A little light relief

Graaff-Reinet is gearing itself up for Christmas – so much so that you’d almost notice. The girls in Clicks were wearing Santa hats this morning and I am sure I spotted some tinsel on the shelves in Spar, but so far nothing on the tills, hanging from the ceilings or dangling tantalising over the Karoo lamb cuts in the butchery.

It is such a relief.

Elsewhere in South Africa, the shops have been draped with gaudiness for at least a month already. Panic-buying has set in and the roads are filling up. But in Graaff-Reinet it’s just another lazy, hazy weekend. Hot, dry, dusty days are relieved by the afternoon rush of a south-easter. Nobody is going away. Graaff-Reineters actually like where they live and they are staying put.

Peace will only descend here altogether once the rush-through is over. Convoys of X5s and Fortunas, with their Venters and their woonwas hooked up, snake their constant way through town towards the coast, barely casting an eye around them. Luckily for Graaff-Reinet, very few of these passing pilgrims seem to notice its appeal, which is precisely why it still has so much.

Pleasant evenings whiled away in the Graaff-Reinet Club evoke mystical memories of times gone by, when this little town was the launch-pad for just about every great movement in our country’s history. It was from here that the Voortrekkers trekked, that the pioneers pioneered, that diamond-seekers sought and that great hunters hunted. Under its sleepy surface this town is alive with stories.

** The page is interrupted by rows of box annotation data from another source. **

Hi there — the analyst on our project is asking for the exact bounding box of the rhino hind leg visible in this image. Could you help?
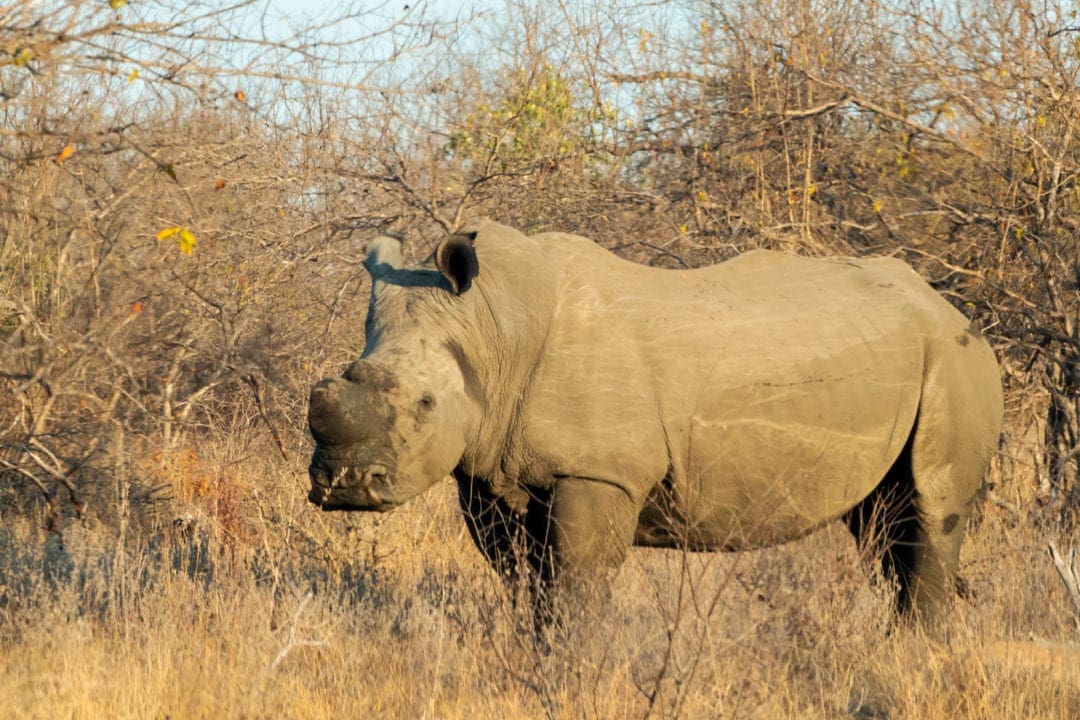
[845,439,920,615]
[847,394,998,624]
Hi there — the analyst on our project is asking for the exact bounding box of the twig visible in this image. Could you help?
[270,593,326,670]
[1050,543,1080,630]
[244,372,288,462]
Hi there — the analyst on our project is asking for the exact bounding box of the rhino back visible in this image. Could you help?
[522,236,964,546]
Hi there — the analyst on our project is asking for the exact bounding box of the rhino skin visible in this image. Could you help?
[309,222,1002,620]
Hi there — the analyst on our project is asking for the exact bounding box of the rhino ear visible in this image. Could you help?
[364,235,403,277]
[435,232,480,295]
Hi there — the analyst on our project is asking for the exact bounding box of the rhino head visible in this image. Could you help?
[308,235,480,511]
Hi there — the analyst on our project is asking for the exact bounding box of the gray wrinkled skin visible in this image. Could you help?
[309,222,1002,619]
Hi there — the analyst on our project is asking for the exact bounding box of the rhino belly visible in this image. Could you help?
[636,371,919,549]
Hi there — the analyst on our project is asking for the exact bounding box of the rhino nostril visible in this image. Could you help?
[364,464,387,486]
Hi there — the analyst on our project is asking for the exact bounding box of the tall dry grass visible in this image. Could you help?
[0,425,1080,719]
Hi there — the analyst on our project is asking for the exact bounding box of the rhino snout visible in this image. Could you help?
[308,463,397,512]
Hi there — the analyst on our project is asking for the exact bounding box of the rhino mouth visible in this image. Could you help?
[308,463,399,513]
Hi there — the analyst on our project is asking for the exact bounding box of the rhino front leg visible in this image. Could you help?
[535,477,639,627]
[454,468,546,599]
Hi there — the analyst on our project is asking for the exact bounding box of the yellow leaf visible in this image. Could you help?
[180,228,195,255]
[56,145,75,165]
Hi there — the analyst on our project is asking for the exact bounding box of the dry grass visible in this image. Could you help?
[0,431,1080,719]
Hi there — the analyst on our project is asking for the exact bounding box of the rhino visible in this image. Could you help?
[309,221,1002,621]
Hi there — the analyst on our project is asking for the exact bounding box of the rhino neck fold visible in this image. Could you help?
[447,235,557,480]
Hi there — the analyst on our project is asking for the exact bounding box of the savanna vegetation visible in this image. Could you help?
[0,0,1080,718]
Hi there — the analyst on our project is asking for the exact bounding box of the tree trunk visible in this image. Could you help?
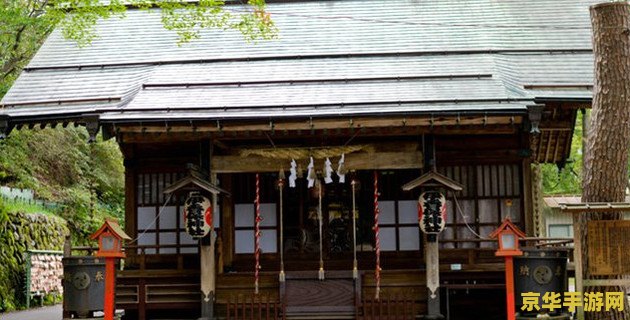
[580,2,630,320]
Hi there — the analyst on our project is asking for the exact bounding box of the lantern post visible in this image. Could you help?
[402,167,463,319]
[164,164,230,320]
[490,217,525,320]
[90,219,131,320]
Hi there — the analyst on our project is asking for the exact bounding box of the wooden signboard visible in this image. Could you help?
[588,220,630,275]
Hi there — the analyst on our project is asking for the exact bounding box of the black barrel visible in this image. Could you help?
[63,256,105,318]
[514,247,569,318]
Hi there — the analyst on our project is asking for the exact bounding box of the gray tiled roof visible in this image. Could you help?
[0,0,594,121]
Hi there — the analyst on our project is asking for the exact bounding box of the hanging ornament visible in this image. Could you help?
[306,157,317,188]
[337,153,348,183]
[350,179,359,279]
[184,191,212,239]
[373,171,381,300]
[254,173,262,294]
[297,163,304,179]
[316,180,325,280]
[289,159,297,188]
[324,158,332,184]
[418,191,446,234]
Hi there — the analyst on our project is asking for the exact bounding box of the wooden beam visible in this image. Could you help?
[119,115,523,133]
[210,151,422,173]
[117,124,519,143]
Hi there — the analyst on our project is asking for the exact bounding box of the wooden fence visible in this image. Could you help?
[226,294,285,320]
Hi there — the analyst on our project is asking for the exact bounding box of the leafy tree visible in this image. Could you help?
[541,110,590,195]
[0,0,277,97]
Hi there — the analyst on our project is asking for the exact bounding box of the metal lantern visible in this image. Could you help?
[184,192,212,239]
[418,191,446,234]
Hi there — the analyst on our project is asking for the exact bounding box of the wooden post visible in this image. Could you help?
[103,257,116,320]
[199,145,218,320]
[424,234,444,319]
[505,256,516,320]
[572,214,584,320]
[200,236,216,319]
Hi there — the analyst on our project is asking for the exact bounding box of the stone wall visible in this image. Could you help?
[30,252,63,294]
[0,208,69,312]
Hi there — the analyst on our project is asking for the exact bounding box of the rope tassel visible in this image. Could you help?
[373,171,381,300]
[254,173,262,294]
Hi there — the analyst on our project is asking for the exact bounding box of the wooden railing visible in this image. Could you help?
[356,295,423,320]
[226,294,285,320]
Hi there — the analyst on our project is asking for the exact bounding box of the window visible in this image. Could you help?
[548,224,573,238]
[438,164,523,248]
[136,172,221,254]
[378,200,420,251]
[234,203,278,254]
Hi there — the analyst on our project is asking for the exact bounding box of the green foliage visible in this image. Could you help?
[0,204,69,311]
[4,199,53,215]
[46,0,277,46]
[0,127,124,244]
[0,0,55,97]
[542,110,590,194]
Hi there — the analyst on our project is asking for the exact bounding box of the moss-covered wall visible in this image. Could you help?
[0,202,69,312]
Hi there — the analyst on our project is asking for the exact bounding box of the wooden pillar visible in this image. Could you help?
[103,257,116,320]
[505,256,518,320]
[531,163,546,237]
[199,140,218,320]
[424,238,444,319]
[522,159,535,235]
[120,144,138,265]
[221,173,234,267]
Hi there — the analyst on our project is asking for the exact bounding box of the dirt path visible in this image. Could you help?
[0,304,61,320]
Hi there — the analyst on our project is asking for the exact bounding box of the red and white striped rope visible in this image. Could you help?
[254,173,262,294]
[374,171,381,300]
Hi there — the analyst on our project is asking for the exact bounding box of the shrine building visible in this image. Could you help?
[0,0,594,320]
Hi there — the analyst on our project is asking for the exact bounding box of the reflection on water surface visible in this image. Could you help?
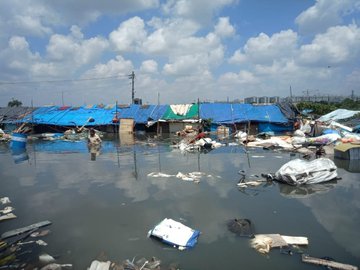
[0,137,360,269]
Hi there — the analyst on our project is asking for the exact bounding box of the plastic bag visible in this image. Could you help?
[275,158,337,185]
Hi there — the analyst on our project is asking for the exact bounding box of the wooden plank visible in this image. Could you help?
[301,254,358,270]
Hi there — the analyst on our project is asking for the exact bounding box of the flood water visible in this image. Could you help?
[0,135,360,270]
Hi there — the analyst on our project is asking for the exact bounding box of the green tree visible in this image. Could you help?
[8,99,22,107]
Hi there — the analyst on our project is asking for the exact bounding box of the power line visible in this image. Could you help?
[0,75,128,85]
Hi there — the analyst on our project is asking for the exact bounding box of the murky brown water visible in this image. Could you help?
[0,137,360,269]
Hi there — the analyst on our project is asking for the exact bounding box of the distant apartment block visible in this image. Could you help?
[244,96,280,104]
[244,95,360,104]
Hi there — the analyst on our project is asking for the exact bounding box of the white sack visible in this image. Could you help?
[275,158,337,185]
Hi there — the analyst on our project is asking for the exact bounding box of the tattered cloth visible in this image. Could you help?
[170,104,192,115]
[275,158,337,186]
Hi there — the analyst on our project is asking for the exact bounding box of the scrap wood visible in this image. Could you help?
[301,254,358,270]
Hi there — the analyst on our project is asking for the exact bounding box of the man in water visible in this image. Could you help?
[88,128,101,145]
[88,128,101,160]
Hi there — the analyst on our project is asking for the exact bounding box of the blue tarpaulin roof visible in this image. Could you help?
[14,103,289,126]
[22,104,167,126]
[118,104,168,124]
[200,103,289,124]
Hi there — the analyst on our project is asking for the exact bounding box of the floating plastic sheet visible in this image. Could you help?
[148,218,200,250]
[275,158,337,185]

Next to the Club is the Coldstream Restaurant named, not after the warm occasional stream that is the Sundays River, but after the regiment, the Coldstream Guards, whose officers’ mess this was during the Anglo-Boer War.

The Coldstream, run by Inge Weich, is also manifestly ignoring Christmas, not out of Scroogish tendencies but rather out of a very sensible realism related to the fact that Christ was only born on one day, not on every day in December and early January.

After an evening at the Club a good breakfast is required and the Coldstream is open from 10 in the morning. What could me more civilised, what could be more Karoo, than a tender kudu steak, no steak knife required, for breakfast, with potato crisps, two eggs, boerewors, grilled tomato and toast?

Eat your heart out Steak, Egg and Chips. Enjoy your Wimpy Double-up Bottoms-up Breakfast all you passing Gautengers. This is The Business, washed down with a fine mug of coffee and a view, through the honeysuckle and past the old-time streetlamp, of That Church, That Icon of the Town, proud replica of Salisbury Cathedral (although it doesn’t look much like it to me) and one of the Karoo’s greatest landmarks.

But there’s more. Inge does lunch, and dinner, and tea and scones. And it’s all great and local and fresh and herby and very tuisnyverheid and yellowwood. The calamari steak salad, the trio of sliced springbok, beef and ostrich fillets, the pan-fried sole and a fine Creme brulee. Good, reasonably-priced wines. Friendly, service with proper titles. “Gentleman, may I bring you a drink?” The Coldstream is what a restaurant should be.

Inge plans, very sensibly, to celebrate Christmas at home on Christmas Day, but in the meantime in a moment of festive colour if not fare, she has offered us what she describes as her Very Lovely Cream of Tomato Soup recipe. Well. it’s red, like the Santa hats in Clicks – and you could bung in a dollop or two of whipped cream to make a bobble and a fluffy white brim, if required.

Coldstream Cream of Tomato Soup

Ingredients

1kg tomatoes
80g leeks
10g onions
40g celery
60g carrots
40g butter
5g chopped garlic
100g tomato paste
70g white flour
2.5l vegetable stock
300ml heavy cream
Chopped basil

Method:

Cut tomatoes into cubes, removing seeds.
Wash and dice the leeks, onions, celery and carrots. Saute in butter with the garlic. Add tomato paste and continue cooking.
When cooked, dust with flour and allow to cool.
Heat vegetable stock, add to vegetable mixture and bring to boil, stirring continuously. Add cubed tomatoes and boil until all ingredients are soft, skimming occasionally.
Puree and strain. Bring to boil again and stir in cream. Season to taste. (If too acidic add sugar or fresh orange juice)
Garnish with finely diced tomatoes and chopped basil.